As the crowd started stacking up behind my friend and I, a girl edged her way in between our stools. She was trying to catch the attention of the busy bartender, and there’s nothing like being crammed two inches from another person that invites awkward conversation. (Unless you’re on public transportation. Then, social rules dictate that you never ever make eye contact or speak, right?)
The three of us started making standard barstool small talk while she waited. We chatted about the brews on tap, the pouring rain outside, and how hard it is to meet dates in bars.
And then she said something that changed my perspective: “Oh, I’ve met boys to date, but I’ve been in Portland for eight months and I don’t have any good girl friends.”
And suddenly I caught my breath, like my dream man had actually walked in the door that night.
Even now, I can’t stop thinking about that very simple idea.
How many people are in our neighborhoods, our churches, our favorite bars, who just need a friend?
And how easy is it to help? To ask someone out for tacos, to build up a conversation that goes beyond the “How was your week?” and “Busy, how was yours?” interchange on Sunday morning, to invite someone to your game night without crushing on them?
Sometimes I think I can get so caught up in this search for romance, for the thing I feel like I need most, that I forget to be open to other types of relationships, too.
Romance is a really good part of life and it’s worth the effort to navigate it well.
But if we’re only focused on one good thing and how badly we want it and what we imagine it will look like, we can miss the other good things right in front of us. We can forget the ways that being our genuine selves, whether that’s serving or giving or listening or building or entertaining, offers something beautiful to others.
This is exactly what I find compelling about Christianity: it is the story of God inviting us outsiders in, of knowing us and choosing to be with us. Over and over in Scripture, we see Love as an active presence that changes us and changes our relationships with each other. My faith is built on communion and community.
And while I can’t live out those principles in a marriage right now, I can build them into my life, every relationship, and every interaction with people.
I can practice love and friendship like nobody’s business.
I don’t want to be so focused on meeting a date, on chatting or flirting, or admiring someone from across the room that I miss the person who simply needs a friend. I don’t want to be so focused on whether or not I’m attractive to the opposite sex that I can’t being present with my whole self in a social situation.
I think romance is really important, but I also think we need to spend our energy inviting those on the outskirts into our communities.
So, I met someone in a bar a few weeks ago.
My friend and I chatted with the new girl a little more that night, and as she got her drink, I asked for her number. I’ve lived in this city for a long time and I have a great group of friends.
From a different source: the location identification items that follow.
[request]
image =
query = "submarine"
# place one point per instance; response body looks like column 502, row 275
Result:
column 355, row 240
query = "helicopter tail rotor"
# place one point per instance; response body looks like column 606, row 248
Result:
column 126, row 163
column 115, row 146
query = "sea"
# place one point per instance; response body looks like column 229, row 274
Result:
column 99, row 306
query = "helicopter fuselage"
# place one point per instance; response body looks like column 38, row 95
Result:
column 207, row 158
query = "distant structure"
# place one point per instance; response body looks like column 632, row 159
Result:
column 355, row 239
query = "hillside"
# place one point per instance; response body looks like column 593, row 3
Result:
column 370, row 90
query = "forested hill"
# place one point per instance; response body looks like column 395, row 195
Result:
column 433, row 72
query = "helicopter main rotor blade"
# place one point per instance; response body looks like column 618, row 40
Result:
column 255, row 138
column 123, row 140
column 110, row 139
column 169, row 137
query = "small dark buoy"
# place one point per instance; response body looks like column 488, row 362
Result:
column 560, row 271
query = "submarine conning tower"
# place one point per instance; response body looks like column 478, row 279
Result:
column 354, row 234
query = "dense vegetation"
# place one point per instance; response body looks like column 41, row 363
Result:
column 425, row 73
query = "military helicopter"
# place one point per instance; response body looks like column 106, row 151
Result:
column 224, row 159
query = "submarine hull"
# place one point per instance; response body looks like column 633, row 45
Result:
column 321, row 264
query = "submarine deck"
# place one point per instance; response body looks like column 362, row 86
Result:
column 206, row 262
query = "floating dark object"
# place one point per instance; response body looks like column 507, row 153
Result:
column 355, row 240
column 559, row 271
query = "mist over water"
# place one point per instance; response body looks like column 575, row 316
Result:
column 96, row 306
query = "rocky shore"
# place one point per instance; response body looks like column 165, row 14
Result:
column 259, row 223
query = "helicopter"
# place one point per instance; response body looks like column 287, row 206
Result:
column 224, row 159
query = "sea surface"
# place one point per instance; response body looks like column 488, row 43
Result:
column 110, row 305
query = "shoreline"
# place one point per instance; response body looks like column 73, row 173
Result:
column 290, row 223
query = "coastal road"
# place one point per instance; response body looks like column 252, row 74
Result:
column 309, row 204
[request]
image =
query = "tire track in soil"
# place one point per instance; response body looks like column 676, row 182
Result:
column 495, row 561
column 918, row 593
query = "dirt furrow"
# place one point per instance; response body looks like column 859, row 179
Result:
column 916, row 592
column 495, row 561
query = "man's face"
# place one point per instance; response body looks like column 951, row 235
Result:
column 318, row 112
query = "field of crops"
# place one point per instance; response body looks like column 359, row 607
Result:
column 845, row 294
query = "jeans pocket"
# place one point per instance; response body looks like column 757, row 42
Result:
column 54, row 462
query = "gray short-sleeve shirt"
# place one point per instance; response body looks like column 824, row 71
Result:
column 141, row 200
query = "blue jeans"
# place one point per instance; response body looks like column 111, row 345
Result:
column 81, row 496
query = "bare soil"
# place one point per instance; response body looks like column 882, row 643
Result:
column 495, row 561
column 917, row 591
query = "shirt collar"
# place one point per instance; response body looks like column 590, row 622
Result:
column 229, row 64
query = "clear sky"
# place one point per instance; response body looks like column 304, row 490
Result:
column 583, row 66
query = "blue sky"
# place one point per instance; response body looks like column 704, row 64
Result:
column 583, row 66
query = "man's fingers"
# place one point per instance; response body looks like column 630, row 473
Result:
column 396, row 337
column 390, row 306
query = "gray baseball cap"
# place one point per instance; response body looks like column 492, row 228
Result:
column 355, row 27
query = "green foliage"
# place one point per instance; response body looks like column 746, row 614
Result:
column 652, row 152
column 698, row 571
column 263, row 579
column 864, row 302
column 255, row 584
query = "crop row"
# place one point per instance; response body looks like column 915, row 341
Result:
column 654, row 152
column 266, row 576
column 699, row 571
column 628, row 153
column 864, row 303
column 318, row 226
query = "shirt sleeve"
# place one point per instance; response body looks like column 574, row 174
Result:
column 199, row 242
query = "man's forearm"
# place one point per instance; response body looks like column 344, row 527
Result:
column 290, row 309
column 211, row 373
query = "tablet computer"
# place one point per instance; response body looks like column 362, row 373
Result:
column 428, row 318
There are a lot of things I can’t offer at this point in my life, but I can offer love and friendship.
My new friend and I had brunch a few weeks ago. It wasn’t anything magical or dramatic, but I started to hear her story and tell her mine, which is just the way friendships begin. We’re hanging out again soon.
I don’t know whether she’ll be my best friend ever, or whether she’ll find a good fit in my community, or whether we’ll laugh in twenty years about how we met in a bar, but I do know that she reminded me that my life is a lot bigger than a search for romance.
Speak Up! Have you ever met a friend in a strange place? Where’s your favorite local hangout?